Bab 3 - Pertemuan Kedua Dan Perhatian Nya Pada Ku
Setelah selesai mengantar Durga pulang ke apartemennya, Richard merebahkan tubuh di sofa mewah yang berada di dekatnya. Ia menghela napas panjang, mencoba melepaskan penat. “Lelah sekali…” gumamnya pelan.
Namun, baru saja ia merasa rileks, suara seseorang membuatnya terkejut. “Richard,” panggil sebuah suara tegas.

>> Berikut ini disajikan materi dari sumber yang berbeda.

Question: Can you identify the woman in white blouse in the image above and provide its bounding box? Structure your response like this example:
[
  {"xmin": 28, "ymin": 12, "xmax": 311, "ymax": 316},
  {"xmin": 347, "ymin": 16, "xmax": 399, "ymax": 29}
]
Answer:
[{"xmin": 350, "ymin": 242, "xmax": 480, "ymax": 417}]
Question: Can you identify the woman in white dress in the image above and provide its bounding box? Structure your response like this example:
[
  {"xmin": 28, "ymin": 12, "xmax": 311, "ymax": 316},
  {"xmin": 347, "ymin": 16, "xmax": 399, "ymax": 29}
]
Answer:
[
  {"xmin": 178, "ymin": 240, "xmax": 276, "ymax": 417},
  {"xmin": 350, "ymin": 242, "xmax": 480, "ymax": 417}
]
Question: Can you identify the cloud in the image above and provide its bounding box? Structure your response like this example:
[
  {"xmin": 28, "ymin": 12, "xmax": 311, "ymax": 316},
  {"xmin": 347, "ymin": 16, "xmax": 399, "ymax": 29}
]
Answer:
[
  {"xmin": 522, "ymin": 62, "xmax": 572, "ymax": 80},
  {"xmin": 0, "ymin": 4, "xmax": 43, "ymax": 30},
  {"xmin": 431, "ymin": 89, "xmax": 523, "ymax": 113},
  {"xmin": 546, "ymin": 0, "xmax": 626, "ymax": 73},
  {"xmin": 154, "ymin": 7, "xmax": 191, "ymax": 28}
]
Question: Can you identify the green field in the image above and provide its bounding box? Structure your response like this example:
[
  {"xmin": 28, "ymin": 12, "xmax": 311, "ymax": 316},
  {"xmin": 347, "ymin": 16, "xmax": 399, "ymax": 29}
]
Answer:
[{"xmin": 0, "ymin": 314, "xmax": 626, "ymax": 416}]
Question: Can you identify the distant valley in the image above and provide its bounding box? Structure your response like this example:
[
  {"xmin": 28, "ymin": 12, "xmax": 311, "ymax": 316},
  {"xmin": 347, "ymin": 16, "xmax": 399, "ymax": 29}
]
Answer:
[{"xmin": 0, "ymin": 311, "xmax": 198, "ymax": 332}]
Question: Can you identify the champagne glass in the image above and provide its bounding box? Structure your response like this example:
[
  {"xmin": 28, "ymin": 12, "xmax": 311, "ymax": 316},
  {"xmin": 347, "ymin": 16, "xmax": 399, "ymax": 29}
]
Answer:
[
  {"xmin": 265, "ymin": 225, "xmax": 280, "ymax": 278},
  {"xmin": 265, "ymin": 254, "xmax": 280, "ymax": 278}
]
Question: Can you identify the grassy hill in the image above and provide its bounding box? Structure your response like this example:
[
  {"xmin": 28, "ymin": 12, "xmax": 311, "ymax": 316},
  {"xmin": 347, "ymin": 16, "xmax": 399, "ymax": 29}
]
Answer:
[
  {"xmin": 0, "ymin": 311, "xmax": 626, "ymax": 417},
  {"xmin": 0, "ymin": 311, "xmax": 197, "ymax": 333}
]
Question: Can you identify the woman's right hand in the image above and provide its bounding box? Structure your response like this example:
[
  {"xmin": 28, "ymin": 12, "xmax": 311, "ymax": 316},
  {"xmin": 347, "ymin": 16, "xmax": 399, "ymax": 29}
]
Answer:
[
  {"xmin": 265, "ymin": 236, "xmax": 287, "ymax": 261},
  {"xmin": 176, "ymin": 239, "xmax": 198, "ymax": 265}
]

Richard segera bangkit. Wajahnya berubah pucat saat melihat Ibunya berdiri di sana dengan ekspresi penuh amarah. Matanya menyipit tajam, seperti ingin menembus kebohongan apa pun yang mungkin ia sembunyikan.
“Kau berkelahi lagi, ya?” tanya sang Ibu dengan nada dingin dan tajam.
Richard menelan ludah, gugup. “Tidak, Ma,” jawabnya dengan suara lirih.
“Lalu apa itu kalau bukan bekas perkelahian, Richard?” Suaranya meninggi, menunjuk luka di pergelangan tangan putranya.
“Oh, tadi aku hanya tidak sengaja terjatuh, Ma,” dalih Richard, mencoba tetap tenang.
Sang Ibu menggeleng, matanya semakin menyipit. “Bohong.”
“Benar kok, Ma. Aku tidak berbohong,” Richard berusaha meyakinkan, meskipun nadanya terdengar goyah.
Richard bergumam pelan, hampir tak terdengar, “Mama terlihat seram sekali kalau sedang marah seperti ini.” Ia kembali menelan ludah, menyadari bahwa situasi ini tidak akan mudah dilewati.
Tiba-tiba, nenek Richard, Jenifer Diraya, muncul dengan ekspresi yang sama tegasnya seperti menantu perempuannya. “Dia pasti bohong, Natalie,” ucapnya yakin.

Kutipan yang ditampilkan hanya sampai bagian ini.